The approach has the potential to enhance problem-solving capabilities and produce more precise outcomes, making AI models more effective in various applications.
Researchers at Google DeepMind have developed an innovative approach to enhance the mathematical abilities of AI language models like ChatGPT. This technique, called Optimization by PROmpting (OPRO), harnesses the power of other AI models to improve the effectiveness of written instructions provided to AI models, leading to significant improvements in their math skills. OPRO sidesteps the limitations of traditional math-based optimization methods by using natural language instructions to guide large language models (LLMs) in solving problems.
Leveraging natural language for optimization
In the traditional realm of machine learning, algorithms like derivative-based optimizers guide AI models to improve their performance by finding the best solution. These algorithms rely on mathematical definitions and the slope of a performance curve to make adjustments. OPRO, on the other hand, uses “meta-prompts” expressed in everyday human language to set the stage for optimization. Instead of mathematical definitions, OPRO describes the optimization problem in natural language and instructs LLMs to generate new solutions iteratively based on the problem description and past answers.
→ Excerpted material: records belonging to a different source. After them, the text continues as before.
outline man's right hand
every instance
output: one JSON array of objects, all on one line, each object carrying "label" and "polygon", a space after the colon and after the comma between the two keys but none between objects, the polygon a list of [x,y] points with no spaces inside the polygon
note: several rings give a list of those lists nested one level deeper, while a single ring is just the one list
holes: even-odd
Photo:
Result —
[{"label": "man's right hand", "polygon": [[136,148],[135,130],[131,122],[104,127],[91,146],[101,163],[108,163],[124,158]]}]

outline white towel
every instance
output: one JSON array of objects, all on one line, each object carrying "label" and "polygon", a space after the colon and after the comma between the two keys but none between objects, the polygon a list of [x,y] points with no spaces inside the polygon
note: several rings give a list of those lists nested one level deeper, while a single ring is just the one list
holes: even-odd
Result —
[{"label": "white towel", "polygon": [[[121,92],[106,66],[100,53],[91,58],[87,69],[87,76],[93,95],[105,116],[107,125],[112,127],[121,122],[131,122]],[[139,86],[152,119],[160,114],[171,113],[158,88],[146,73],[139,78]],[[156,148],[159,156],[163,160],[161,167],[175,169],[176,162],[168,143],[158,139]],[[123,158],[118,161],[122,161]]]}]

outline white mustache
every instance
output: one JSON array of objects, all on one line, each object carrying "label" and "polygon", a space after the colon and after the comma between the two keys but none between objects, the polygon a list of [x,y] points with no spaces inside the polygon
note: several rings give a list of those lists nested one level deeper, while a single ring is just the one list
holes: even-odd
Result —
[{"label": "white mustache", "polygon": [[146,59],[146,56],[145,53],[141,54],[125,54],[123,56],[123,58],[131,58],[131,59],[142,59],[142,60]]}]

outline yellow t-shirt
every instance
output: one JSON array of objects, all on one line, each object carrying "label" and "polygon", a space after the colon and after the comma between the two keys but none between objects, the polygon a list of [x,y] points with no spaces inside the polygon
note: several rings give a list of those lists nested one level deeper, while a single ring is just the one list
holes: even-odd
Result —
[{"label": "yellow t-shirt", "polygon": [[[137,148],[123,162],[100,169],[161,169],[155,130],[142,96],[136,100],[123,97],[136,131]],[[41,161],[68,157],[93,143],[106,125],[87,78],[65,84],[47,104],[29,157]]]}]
See also: How to Attract LLM Developers Amidst the AI Boom
Human-like encouragement boosts accuracy
One of the most intriguing aspects of the DeepMind study is the impact of specific phrases on AI model output. Phrases like “Let’s think step by step” significantly improved the accuracy of AI models when solving math problems. In this latest study, DeepMind researchers discovered that the phrase “Take a deep breath and work on this problem step by step” was the most effective prompt when used with Google’s PaLM 2 language model, achieving an 80.2 percent accuracy score in tests against a dataset of grade-school math word problems.
This approach may seem peculiar because AI models don’t reason like humans but rely on vast datasets of language phrases for problem-solving. Phrases like “let’s take a deep breath” or “think step by step” likely tap into patterns of reasoning or problem-solving examples in the data. OPRO’s advantage lies in its ability to sift through numerous possible prompts to identify the most effective one for a specific problem. This ability could enable AI to produce more accurate and useful results in the future.
OPRO represents a promising breakthrough in improving AI math skills by infusing human-style encouragement into AI language models. This innovative approach has the potential to enhance problem-solving capabilities and produce more precise outcomes, making AI models more effective in various applications.